6. Define your information assets
ISO 27001 is all about managing risks associated with your information Assets, in order to do this you need to understand what information assets are part of your Scope.
An information asset is not just capital assets, found in financial registers and IT asset register, it includes anything that protects, holds, obtains, requires, uses or stores information, as well as the information itself. This can include, facilities and environmental systems, people, software and applications, critical suppliers and cloud infrastructure. Information itself includes both digital and hard copy information.
All Assets then need to be allocated to an asset owner who will be ultimately responsible for the security of that asset.
7. Perform a risk assessment
Using your chosen Risk Methodology you now need to establish what risks affect the information assets that you have identified. These risks must be evaluated in terms of risk to Confidentiality, Integrity and Availability of Data.
Before you can carry out ISO 27001 implementation, you’ll need a comprehensive understanding of the risks, both internal and external, to your company’s data – allowing you to reduce those risks deemed unacceptable. For this, you’ll need to document a Risk Register or Report that has clearly determined the level of risk to your information assets.
8. Write a risk treatment plan
A Risk Treatment Plan must consider the ISO 27001 control objectives listed in Annex A of the standard. The implementation of the Risk Treatment Plan and the associated Annex A controls will form the bulk of your implementation project.
It is however essential that all relevant employees are able to effectively use these controls, and you must make sure they have a clear understanding of their security obligations.
9. Document a Statement of Applicability (SoA)

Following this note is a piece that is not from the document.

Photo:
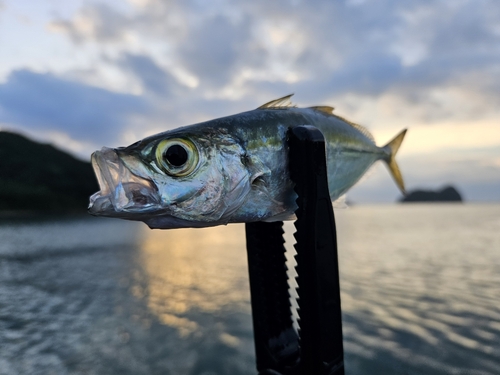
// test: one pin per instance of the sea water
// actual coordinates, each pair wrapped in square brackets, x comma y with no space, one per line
[420,289]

Identification of the applicable ISO 27001 Control Objectives is documented in a Statement of Applicability. This document must demonstrate that you have established legitimate grounds for the inclusion of your selected controls and that you have a valid reason why any ISO 27001 Control Objectives have been excluded.
Before you can carry out ISO 27001 implementation, you’ll need a comprehensive understanding of the risks, both internal and external, to your company’s data.
10. Continually evaluate
As part of the evaluation process, you’ll need to regularly review your ISMS to make sure it’s working effectively. ISO 27001 mandates a number of performance and improvement mechanisms that you must have in place to achieve certification. These include monitoring and measurement of your Information Security Management System, an internal audit program, Management Reviews, a framework for managing security objectives and a process for managing non-conformances and corrective actions.
11. Achieve ISO 27001 certification
When you’ve successfully implemented your ISMS, you can apply for an ISO 27001 certification; for this, you’ll be subject to an internal audit. As the process is a lengthy one, and you’ll be charged even if you fail, you should be confident that your company will certify before proceeding.
When choosing a certification body, you must make sure they’re accredited by a national accreditation body, a member of the International Accreditation Body (for example UKAS in the UK).
Ensuring that your certification body is properly accredited will ensure that your certification carries the level of credibility demanded by your customers. Certification by unaccredited certification bodies, while cheaper, often results in a poorer level of audit and the award of a certificate that provides little, if any, assurance of your ISO 27001 compliance to you or your customers.